W świątyni zabrakło wspólnoty

Spektakl "Rysa" Teatru ZAR okazał się wprawdzie interesującym wydarzeniem obchodów 70. rocznicy Nocy Kryształowej, jednak po jego obejrzeniu pozostał pewien niedosyt. Nie jest to wina zespołu prowadzonego przez Jarosława Freta, bowiem o charakterze przedstawienia w dużej mierze zadecydowały czynniki pozaartystyczne. Pisze Tobiasz Papuczys z Nowej Siły Krytycznej.

Noc Kryształowa była traumatycznym doświadczeniem dla społeczności żydowskiej żyjącej w 1938 roku. Właśnie wtedy w nocy z 9 na 10 listopada naziści rozpoczęli dewastowanie i palenie synagog na terenie całej Rzeszy. Zamordowano kilkadziesiąt osób, zbezczeszczono żydowskie cmentarze, tysiące ludzi zostało aresztowanych i trafiło do obozów. Zamieszki hitlerowców były brutalnym aktem nietolerancji tamtych czasów. Wydarzenie wzięło nazwę od odłamków szkła z rozbitych okien i sklepowych wystaw.

W dniach 6 - 9 listopada 2008 roku Synagoga pod Białym Bocianem stała się miejscem, w którym artyści z Polski, Niemiec i Izraela pod hasłem Wrocławskich Dni Wzajemnego Szacunku starali się uczulić społeczeństwo na problem dzisiejszych przejawów nietolerancji. W tym właśnie kontekście w ostatni dzień uroczystości Teatr ZAR zaprezentował swoją "Rysę" - spektakl będący jednorazowym wydarzeniem, które mocno wpisało się w przesłanie spotkań odbywających się we wrocławskiej świątyni.

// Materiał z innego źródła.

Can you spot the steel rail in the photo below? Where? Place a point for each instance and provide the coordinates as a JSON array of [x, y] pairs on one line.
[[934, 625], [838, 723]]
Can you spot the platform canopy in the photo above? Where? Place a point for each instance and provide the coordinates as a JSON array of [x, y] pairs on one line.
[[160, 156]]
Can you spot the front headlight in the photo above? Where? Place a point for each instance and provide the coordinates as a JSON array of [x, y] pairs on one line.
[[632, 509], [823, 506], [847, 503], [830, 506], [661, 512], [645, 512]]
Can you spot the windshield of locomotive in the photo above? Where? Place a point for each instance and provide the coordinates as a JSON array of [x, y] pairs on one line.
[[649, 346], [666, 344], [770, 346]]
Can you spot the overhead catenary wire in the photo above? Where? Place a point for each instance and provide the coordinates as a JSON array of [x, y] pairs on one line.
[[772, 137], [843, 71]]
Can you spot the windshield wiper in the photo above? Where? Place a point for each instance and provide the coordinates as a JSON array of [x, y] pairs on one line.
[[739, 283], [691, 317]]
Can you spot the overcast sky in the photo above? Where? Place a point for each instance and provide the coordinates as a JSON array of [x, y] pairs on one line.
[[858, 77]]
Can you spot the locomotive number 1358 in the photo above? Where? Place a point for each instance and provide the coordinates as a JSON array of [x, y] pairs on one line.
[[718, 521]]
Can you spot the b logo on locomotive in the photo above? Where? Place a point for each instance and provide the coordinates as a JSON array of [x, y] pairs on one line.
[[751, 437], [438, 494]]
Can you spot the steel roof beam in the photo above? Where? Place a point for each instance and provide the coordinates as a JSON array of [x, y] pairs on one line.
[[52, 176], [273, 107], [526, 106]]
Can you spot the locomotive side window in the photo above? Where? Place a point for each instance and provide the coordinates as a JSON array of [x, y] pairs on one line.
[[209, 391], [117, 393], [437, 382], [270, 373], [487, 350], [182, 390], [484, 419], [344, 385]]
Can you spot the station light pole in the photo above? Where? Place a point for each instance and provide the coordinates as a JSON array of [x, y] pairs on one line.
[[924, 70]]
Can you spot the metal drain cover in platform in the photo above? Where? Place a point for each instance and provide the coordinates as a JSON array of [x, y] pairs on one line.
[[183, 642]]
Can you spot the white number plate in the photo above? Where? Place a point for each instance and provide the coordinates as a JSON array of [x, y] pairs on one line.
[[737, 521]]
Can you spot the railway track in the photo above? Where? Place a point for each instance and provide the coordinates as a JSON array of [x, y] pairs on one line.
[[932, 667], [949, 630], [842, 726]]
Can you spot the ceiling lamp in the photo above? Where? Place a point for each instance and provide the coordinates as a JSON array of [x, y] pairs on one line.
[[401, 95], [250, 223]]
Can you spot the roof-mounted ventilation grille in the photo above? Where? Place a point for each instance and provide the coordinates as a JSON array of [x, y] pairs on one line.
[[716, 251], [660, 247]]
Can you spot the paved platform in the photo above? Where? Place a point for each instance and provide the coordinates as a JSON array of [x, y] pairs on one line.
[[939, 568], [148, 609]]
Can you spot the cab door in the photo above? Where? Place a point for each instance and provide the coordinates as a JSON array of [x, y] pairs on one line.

Wstępem do rozważań powinna być wypowiedź Jarosława Freta, który kilka dni wcześniej o swoim spektaklu mówił w następujący sposób: "Tytułowa "Rysa" jest metaforą śladu, który te wydarzenia zostawiły w ludzkiej pamięci. Nie chodzi tu o pamięć faktograficzną, ale wewnętrzną, bo - choć nie uczestniczyliśmy w tych zdarzeniach - radzenie sobie z tą sytuacją nadal jest dla nas wyzwaniem". Przedstawienie jest zbudowane z cytatów pochodzących z ostatniego projektu Teatru ZAR. "Cesarskie cięcie. Próby o samobójstwie" (reż. J. Fret, premiera 13 grudnia 2007 r.) to spektakl mocno i boleśnie zanurzony w tematyce śmierci. "Rysa" jest jego krótszą i zmienioną interpretacyjnie wersją. Ciekawe jest to, że Fret postanowił w zasadzie nie zmieniać znaków teatralnych, których użył wcześniej (niektóre tylko nieznacznie zmodyfikował), a jedynie nadać im inny sens i tym samym uzyskać inny temat swojej teatralnej wypowiedzi. Na pierwszy rzut oka widzimy więc "Cesarskie cięcie". Identyczna scenografia składająca się ze stołów i krzeseł otaczających i wyznaczających owalny plac gry. W rogu pianino. Rozbrzmiewa "Gnosienne I" Eryka Satie, by za chwilę ustąpić miejsca agresywnemu tangu. Dramaturgię budują pieśni oraz ruch. Trzeba zaznaczyć, że tak jak w każdym przedstawieniu Teatru ZAR muzyka nie pochodzi z zewnątrz, ale z wnętrza spektaklu - na krzesłach wokół miejsca gry siedzą trzy kobiety (Aleksandra Kotecka, Ewa Pasikowska, Nini Julia Bang), które odpowiadają za strukturę muzyczną przedstawienia. Śpiewają wielogłosowe korsykańskie pieśni funeralne, grają też m.in. na skrzypcach i wiolonczeli. Samą swoją obecnością biorą także udział w akcji scenicznej. Nie należy również lekceważyć dźwięków, które powstają wskutek ruchu, zrytmizowanego stukotania obcasami i zintensyfikowanego oddychania aktorów. Ta muzyka konkretna świetnie wpasowuje się w rytm spektaklu.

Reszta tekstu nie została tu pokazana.